Specifying a log file (can also be gzipped by adding the `.gz` extension), will save the logging output to the file. This is mainly intended for cloud usage. Locally you could also use `tee` for that.

If the specified file is a remote file, then it will be uploaded when the program finishes (no streaming logs).

#### `--notification-url`

For a long running training process (`train` and `train_eval` or `wapiti_train` and `wapiti_train_eval`), it is possible to get notified via a Webhook URL
(e.g. [Slack](https://api.slack.com/messaging/webhooks) or [Mattermost](https://docs.mattermost.com/developer/webhooks-incoming.html)).
In that case, a message will be sent when the training completes or in case of an error (although not all error may be caught).

### Environment Variables

Environment variables can be useful when not directly interacting with the CLI, e.g. via GROBID.

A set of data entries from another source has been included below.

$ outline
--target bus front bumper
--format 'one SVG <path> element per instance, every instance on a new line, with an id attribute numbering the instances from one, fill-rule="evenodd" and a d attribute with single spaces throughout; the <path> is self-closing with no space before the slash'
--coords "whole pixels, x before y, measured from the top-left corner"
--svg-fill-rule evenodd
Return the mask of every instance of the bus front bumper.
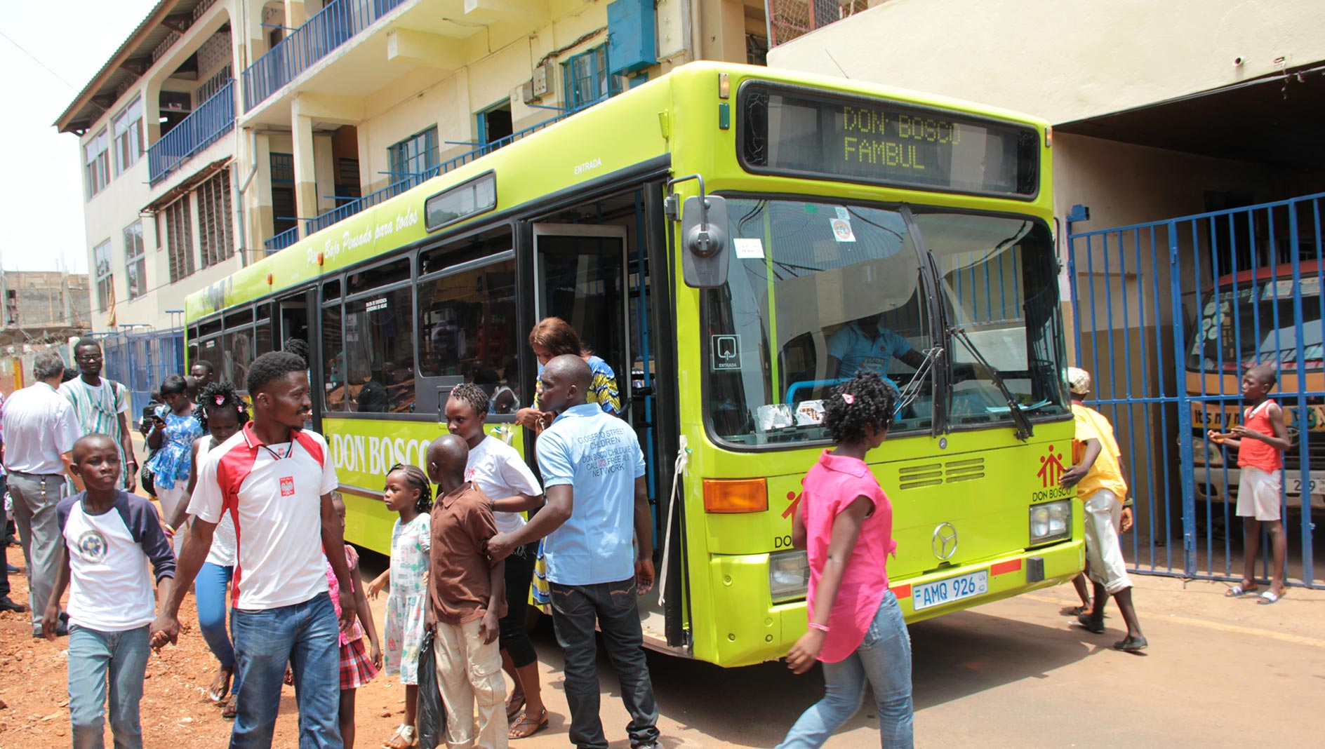
<path id="1" fill-rule="evenodd" d="M 1084 566 L 1085 543 L 1076 539 L 893 580 L 890 588 L 906 621 L 918 622 L 1068 582 Z M 713 609 L 705 617 L 709 631 L 696 633 L 696 658 L 725 667 L 775 660 L 806 633 L 803 598 L 770 605 L 768 554 L 714 556 L 709 572 Z"/>

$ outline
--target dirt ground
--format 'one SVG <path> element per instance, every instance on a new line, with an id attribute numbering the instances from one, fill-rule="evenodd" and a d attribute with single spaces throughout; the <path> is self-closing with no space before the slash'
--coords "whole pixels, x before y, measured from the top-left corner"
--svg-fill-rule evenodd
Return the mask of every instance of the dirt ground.
<path id="1" fill-rule="evenodd" d="M 23 568 L 23 552 L 9 548 L 9 564 Z M 28 602 L 24 573 L 11 574 L 11 598 Z M 386 598 L 372 603 L 380 630 Z M 61 746 L 69 742 L 69 695 L 66 692 L 68 638 L 56 642 L 32 639 L 29 614 L 0 614 L 0 746 Z M 197 613 L 189 595 L 180 609 L 180 622 L 193 627 L 180 635 L 179 646 L 167 647 L 147 663 L 142 721 L 144 746 L 225 746 L 232 721 L 209 699 L 207 688 L 216 675 L 216 659 L 197 631 Z M 356 725 L 359 746 L 376 746 L 400 724 L 404 689 L 396 679 L 379 676 L 359 689 Z M 294 688 L 281 695 L 281 717 L 273 746 L 298 746 Z M 106 732 L 106 745 L 111 745 Z"/>

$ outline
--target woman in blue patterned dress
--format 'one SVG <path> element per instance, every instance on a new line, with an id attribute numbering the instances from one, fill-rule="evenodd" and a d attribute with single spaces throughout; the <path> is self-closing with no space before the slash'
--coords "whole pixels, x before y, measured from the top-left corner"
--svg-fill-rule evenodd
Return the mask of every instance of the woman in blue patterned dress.
<path id="1" fill-rule="evenodd" d="M 180 374 L 170 374 L 162 381 L 162 400 L 152 414 L 152 430 L 147 433 L 147 446 L 156 453 L 147 461 L 162 503 L 162 516 L 172 517 L 175 508 L 186 502 L 188 468 L 193 459 L 193 441 L 203 435 L 203 426 L 193 418 L 193 401 L 188 397 L 188 382 Z M 184 536 L 175 536 L 175 556 Z"/>

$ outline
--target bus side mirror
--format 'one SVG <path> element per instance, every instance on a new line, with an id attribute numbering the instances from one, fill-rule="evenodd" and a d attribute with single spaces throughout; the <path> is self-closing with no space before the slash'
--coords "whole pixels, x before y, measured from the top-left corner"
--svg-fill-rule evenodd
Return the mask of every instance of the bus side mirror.
<path id="1" fill-rule="evenodd" d="M 726 236 L 727 201 L 713 195 L 685 198 L 681 212 L 681 269 L 685 285 L 714 288 L 727 282 L 731 253 Z"/>

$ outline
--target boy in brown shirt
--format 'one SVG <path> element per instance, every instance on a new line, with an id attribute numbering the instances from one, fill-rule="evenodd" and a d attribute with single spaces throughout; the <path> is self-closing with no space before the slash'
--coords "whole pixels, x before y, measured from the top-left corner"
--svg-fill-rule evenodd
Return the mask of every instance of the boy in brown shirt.
<path id="1" fill-rule="evenodd" d="M 485 551 L 497 523 L 492 500 L 465 480 L 468 459 L 469 447 L 453 434 L 428 446 L 428 478 L 439 496 L 431 519 L 427 618 L 447 705 L 447 745 L 505 749 L 506 682 L 497 634 L 506 614 L 506 565 Z"/>

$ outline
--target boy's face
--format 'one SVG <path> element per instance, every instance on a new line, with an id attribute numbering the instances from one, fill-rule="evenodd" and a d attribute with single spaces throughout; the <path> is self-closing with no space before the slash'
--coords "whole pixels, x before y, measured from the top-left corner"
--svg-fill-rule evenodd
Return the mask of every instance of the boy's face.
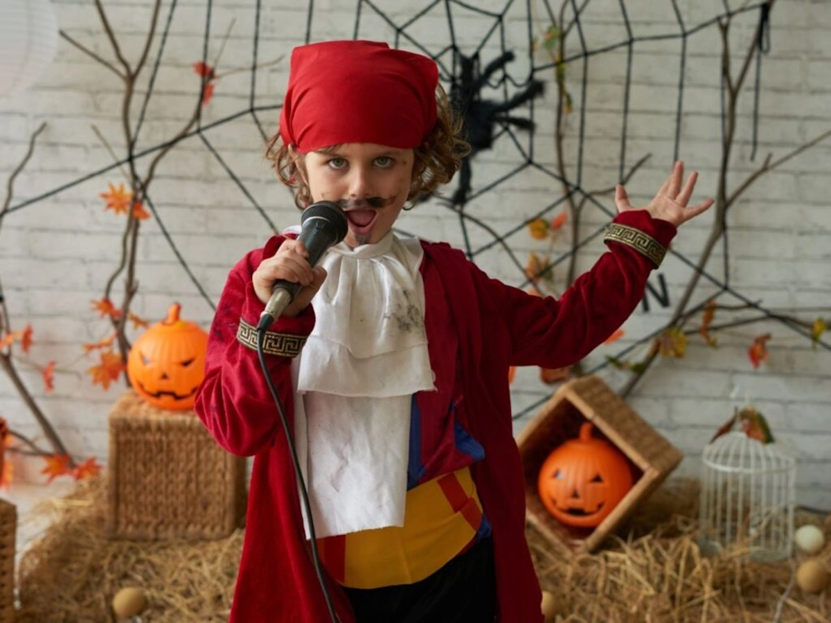
<path id="1" fill-rule="evenodd" d="M 412 150 L 346 143 L 302 156 L 312 201 L 333 201 L 347 213 L 352 248 L 381 240 L 395 223 L 412 181 Z"/>

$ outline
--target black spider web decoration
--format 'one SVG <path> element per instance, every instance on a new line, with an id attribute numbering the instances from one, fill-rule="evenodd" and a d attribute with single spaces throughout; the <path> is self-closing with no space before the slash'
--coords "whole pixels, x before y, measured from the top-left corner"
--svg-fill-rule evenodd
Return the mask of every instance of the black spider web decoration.
<path id="1" fill-rule="evenodd" d="M 754 154 L 756 149 L 760 66 L 763 54 L 770 47 L 770 42 L 768 40 L 769 4 L 767 2 L 757 2 L 734 11 L 729 6 L 727 0 L 722 0 L 723 11 L 720 11 L 717 15 L 713 16 L 706 21 L 690 25 L 685 23 L 676 0 L 666 0 L 666 3 L 671 7 L 672 14 L 675 16 L 676 28 L 671 32 L 658 34 L 636 35 L 636 29 L 630 19 L 625 2 L 624 0 L 618 0 L 619 14 L 617 15 L 616 20 L 622 25 L 626 32 L 626 36 L 621 41 L 600 47 L 593 47 L 590 45 L 586 29 L 584 28 L 583 16 L 592 3 L 590 0 L 583 0 L 580 4 L 578 3 L 577 0 L 564 0 L 564 2 L 568 4 L 571 13 L 570 17 L 573 20 L 573 27 L 576 33 L 576 40 L 578 42 L 578 50 L 571 56 L 562 59 L 561 62 L 562 66 L 567 68 L 573 66 L 581 68 L 578 74 L 575 74 L 573 71 L 569 73 L 569 76 L 579 76 L 579 84 L 578 84 L 573 91 L 576 96 L 575 110 L 578 110 L 577 128 L 573 132 L 576 135 L 576 144 L 573 153 L 570 154 L 573 159 L 571 161 L 573 173 L 569 174 L 568 179 L 563 179 L 550 164 L 543 162 L 536 157 L 538 150 L 535 148 L 538 141 L 538 135 L 539 134 L 538 131 L 539 125 L 537 123 L 537 116 L 540 108 L 534 101 L 534 96 L 529 96 L 522 101 L 522 104 L 524 105 L 522 108 L 519 108 L 516 110 L 509 108 L 507 111 L 503 111 L 508 116 L 504 116 L 493 124 L 493 127 L 491 128 L 493 132 L 489 137 L 490 145 L 482 150 L 482 152 L 484 152 L 493 147 L 494 149 L 504 149 L 509 151 L 511 156 L 510 162 L 504 167 L 504 172 L 497 175 L 495 179 L 486 179 L 484 181 L 481 178 L 477 178 L 476 172 L 479 169 L 478 159 L 479 155 L 474 155 L 469 160 L 472 173 L 472 184 L 465 194 L 464 201 L 459 201 L 458 198 L 448 199 L 445 194 L 432 197 L 429 200 L 429 204 L 433 208 L 445 211 L 445 213 L 446 213 L 446 211 L 451 211 L 455 213 L 461 234 L 462 246 L 473 261 L 477 262 L 480 260 L 487 253 L 495 248 L 504 252 L 507 254 L 509 263 L 513 263 L 517 268 L 516 273 L 510 281 L 514 282 L 514 285 L 519 287 L 529 286 L 529 281 L 525 275 L 525 269 L 523 263 L 516 258 L 509 242 L 512 237 L 520 233 L 524 233 L 530 222 L 538 218 L 549 216 L 555 209 L 563 206 L 563 203 L 569 198 L 585 200 L 588 206 L 598 211 L 602 216 L 604 222 L 611 218 L 615 213 L 613 206 L 598 200 L 588 190 L 584 183 L 584 173 L 587 168 L 584 145 L 587 139 L 587 111 L 588 108 L 587 104 L 589 99 L 588 91 L 590 85 L 588 69 L 590 61 L 594 57 L 621 51 L 626 55 L 623 92 L 619 102 L 621 124 L 617 136 L 619 155 L 617 163 L 618 170 L 617 180 L 619 181 L 624 179 L 629 163 L 635 159 L 635 156 L 631 153 L 628 130 L 633 57 L 637 47 L 656 41 L 677 42 L 680 64 L 677 70 L 678 84 L 676 100 L 673 148 L 674 156 L 677 159 L 681 143 L 681 120 L 684 115 L 685 76 L 688 61 L 688 43 L 691 37 L 695 37 L 707 28 L 715 27 L 719 23 L 720 20 L 725 17 L 740 13 L 758 16 L 758 19 L 763 27 L 760 30 L 762 35 L 760 37 L 757 52 L 755 54 L 755 85 L 753 111 Z M 440 67 L 443 84 L 445 84 L 448 91 L 452 91 L 455 86 L 456 87 L 459 86 L 460 66 L 465 59 L 470 59 L 476 56 L 479 57 L 481 63 L 487 66 L 489 62 L 494 59 L 503 58 L 506 54 L 511 53 L 511 51 L 509 51 L 508 46 L 508 41 L 511 38 L 509 37 L 509 31 L 510 30 L 513 34 L 519 24 L 519 29 L 524 33 L 525 39 L 523 49 L 517 47 L 515 50 L 515 59 L 519 61 L 517 63 L 517 66 L 520 68 L 514 70 L 513 59 L 498 64 L 498 66 L 494 68 L 492 74 L 486 76 L 481 84 L 482 90 L 486 91 L 485 94 L 481 96 L 483 99 L 491 102 L 495 101 L 496 103 L 509 102 L 512 101 L 512 98 L 517 98 L 518 93 L 521 95 L 524 90 L 529 90 L 538 81 L 544 81 L 547 76 L 557 70 L 555 63 L 540 61 L 538 56 L 534 53 L 532 45 L 534 40 L 534 22 L 535 20 L 533 19 L 534 13 L 538 13 L 536 17 L 537 22 L 540 19 L 542 21 L 548 19 L 548 22 L 554 23 L 557 22 L 557 19 L 555 11 L 548 0 L 540 0 L 537 2 L 533 2 L 533 0 L 526 0 L 524 4 L 519 2 L 519 0 L 503 0 L 501 2 L 499 0 L 491 0 L 489 2 L 479 2 L 479 4 L 490 6 L 497 3 L 499 5 L 499 7 L 494 9 L 482 8 L 475 6 L 473 3 L 460 2 L 460 0 L 433 0 L 432 2 L 425 2 L 424 6 L 420 8 L 414 8 L 411 14 L 406 17 L 394 17 L 385 12 L 380 7 L 378 2 L 373 2 L 371 0 L 357 0 L 352 37 L 353 38 L 386 39 L 394 47 L 406 47 L 430 56 L 436 61 Z M 215 159 L 222 170 L 224 171 L 228 178 L 236 185 L 246 201 L 256 210 L 268 228 L 273 231 L 276 231 L 275 224 L 269 218 L 266 210 L 258 204 L 253 194 L 249 192 L 242 177 L 234 170 L 231 164 L 224 158 L 221 150 L 218 149 L 212 140 L 212 133 L 217 128 L 244 118 L 248 118 L 254 124 L 260 136 L 265 140 L 269 134 L 265 128 L 267 125 L 272 125 L 273 122 L 272 120 L 264 121 L 264 117 L 268 115 L 268 120 L 276 120 L 278 116 L 279 105 L 257 104 L 258 81 L 256 69 L 258 66 L 261 58 L 261 37 L 264 27 L 261 21 L 263 12 L 262 0 L 253 0 L 253 5 L 254 9 L 254 23 L 251 40 L 250 81 L 247 105 L 241 107 L 235 112 L 209 122 L 203 120 L 200 110 L 195 127 L 176 137 L 175 140 L 134 151 L 131 158 L 122 159 L 108 166 L 90 171 L 76 179 L 12 205 L 7 211 L 7 215 L 43 202 L 84 182 L 105 175 L 117 169 L 130 160 L 140 160 L 158 153 L 161 150 L 165 150 L 176 143 L 198 137 L 205 150 Z M 167 7 L 166 17 L 164 20 L 164 27 L 158 37 L 155 62 L 151 70 L 147 91 L 133 130 L 134 138 L 131 147 L 134 150 L 146 120 L 148 105 L 154 95 L 156 77 L 167 51 L 171 24 L 178 8 L 179 7 L 177 0 L 171 0 Z M 208 0 L 205 6 L 205 22 L 202 37 L 202 61 L 204 63 L 209 61 L 208 56 L 210 43 L 213 39 L 217 37 L 213 27 L 214 26 L 214 2 L 212 0 Z M 524 16 L 524 19 L 517 19 L 514 13 L 510 13 L 511 11 L 514 11 L 514 13 L 521 13 Z M 305 20 L 306 32 L 304 41 L 306 42 L 315 40 L 313 39 L 315 17 L 314 2 L 313 0 L 309 0 L 306 10 Z M 463 18 L 475 22 L 478 27 L 478 41 L 467 41 L 470 37 L 463 37 L 460 33 L 456 28 L 456 22 L 458 20 Z M 435 32 L 430 31 L 429 28 L 425 31 L 425 23 L 426 22 L 431 25 L 441 22 L 444 27 L 446 28 L 446 31 L 442 33 L 442 37 L 436 37 Z M 379 36 L 379 29 L 383 32 L 383 36 Z M 465 32 L 468 30 L 465 29 Z M 422 35 L 425 32 L 430 32 L 429 38 L 436 39 L 437 41 L 425 41 Z M 295 44 L 287 45 L 284 51 L 287 55 L 293 45 Z M 484 73 L 487 74 L 488 72 L 485 71 Z M 204 87 L 204 81 L 205 79 L 203 77 L 201 88 L 196 96 L 194 96 L 195 97 L 201 96 L 202 90 Z M 530 93 L 530 91 L 528 91 L 528 93 Z M 721 93 L 723 108 L 723 88 Z M 479 95 L 479 93 L 476 95 Z M 511 120 L 510 115 L 516 115 L 514 120 Z M 517 121 L 518 118 L 526 120 L 533 126 L 523 125 L 521 120 L 519 122 Z M 722 125 L 724 124 L 724 114 L 722 114 Z M 723 127 L 722 132 L 724 132 Z M 564 187 L 566 192 L 563 196 L 555 197 L 548 202 L 532 202 L 531 205 L 526 206 L 524 211 L 518 212 L 512 215 L 511 219 L 509 219 L 512 220 L 511 223 L 504 223 L 505 219 L 504 218 L 494 220 L 489 218 L 486 213 L 479 213 L 480 205 L 486 203 L 489 197 L 492 194 L 492 191 L 498 189 L 502 189 L 509 184 L 514 178 L 529 173 L 538 176 L 538 179 L 547 180 L 551 188 L 555 188 L 558 185 Z M 451 184 L 451 187 L 452 185 Z M 450 194 L 452 194 L 452 189 Z M 150 193 L 150 194 L 153 194 L 153 193 Z M 182 269 L 192 282 L 194 288 L 204 299 L 211 309 L 215 310 L 214 301 L 196 277 L 194 271 L 189 265 L 188 260 L 177 247 L 176 242 L 170 234 L 168 228 L 165 227 L 164 199 L 153 201 L 148 194 L 144 196 L 144 199 L 147 207 L 151 211 L 155 222 L 158 223 L 160 233 L 170 245 Z M 730 258 L 728 255 L 729 238 L 727 224 L 726 222 L 722 223 L 724 227 L 721 258 L 723 271 L 720 274 L 713 274 L 706 270 L 706 267 L 699 268 L 696 266 L 696 262 L 691 260 L 685 254 L 675 249 L 671 249 L 670 251 L 670 254 L 675 261 L 686 266 L 691 271 L 700 273 L 703 282 L 709 284 L 710 287 L 715 290 L 715 294 L 708 294 L 699 303 L 693 305 L 691 309 L 703 309 L 707 301 L 722 295 L 730 295 L 742 304 L 746 305 L 749 308 L 761 312 L 768 318 L 776 319 L 790 331 L 810 339 L 811 334 L 809 331 L 800 326 L 782 321 L 780 318 L 776 317 L 768 308 L 738 292 L 731 285 L 729 271 Z M 602 225 L 594 227 L 591 231 L 582 235 L 580 240 L 568 248 L 568 251 L 553 258 L 551 266 L 557 267 L 568 260 L 572 254 L 579 253 L 587 245 L 596 242 L 602 235 L 604 226 L 605 223 Z M 397 228 L 396 229 L 401 233 L 409 233 L 409 232 L 406 232 L 403 229 Z M 475 233 L 476 235 L 474 235 Z M 477 239 L 477 237 L 479 238 L 484 237 L 485 239 Z M 662 277 L 661 278 L 662 279 Z M 652 285 L 649 287 L 653 293 L 656 292 Z M 643 336 L 634 343 L 622 348 L 616 354 L 616 356 L 618 358 L 624 357 L 635 349 L 651 342 L 663 328 L 664 326 L 661 326 L 657 330 L 648 332 L 647 335 Z M 827 341 L 820 340 L 817 341 L 816 343 L 824 349 L 831 350 L 831 344 L 829 344 Z M 599 371 L 607 365 L 607 363 L 604 362 L 592 370 L 587 370 L 587 372 L 594 373 Z M 522 410 L 514 414 L 514 419 L 522 417 L 535 410 L 546 400 L 548 400 L 548 396 L 526 405 Z"/>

The following environment variables can be specified:

| Name | Default | Description
| ---- | ------- | -----------
| `SCIENCEBEAM_DELFT_MAX_SEQUENCE_LENGTH` | *None* | The maximum sequence length to use, e.g. when tagging.
| `SCIENCEBEAM_DELFT_INPUT_WINDOW_STRIDE` | *None* | The window stride to use (if any). If the model is stateless, this could be set to the maximum sequence length. Otherwise this could be a set to a value below the maximum sequence length. The difference will be the overlapping window. If no window stride was specified, the sequence will be truncated at the maximum sequence length.
| `SCIENCEBEAM_DELFT_BATCH_SIZE` | `10` | The batch size to use
| `SCIENCEBEAM_DELFT_STATEFUL` | *None* (*False*) | Whether to enable stateful mode. This may only work with a batch size of `1`. Note: the stateful mode is currently very slow.

## Training in Google's AI Platform

You can train a model using Google's [AI Platform](https://cloud.google.com/ai-platform/). e.g.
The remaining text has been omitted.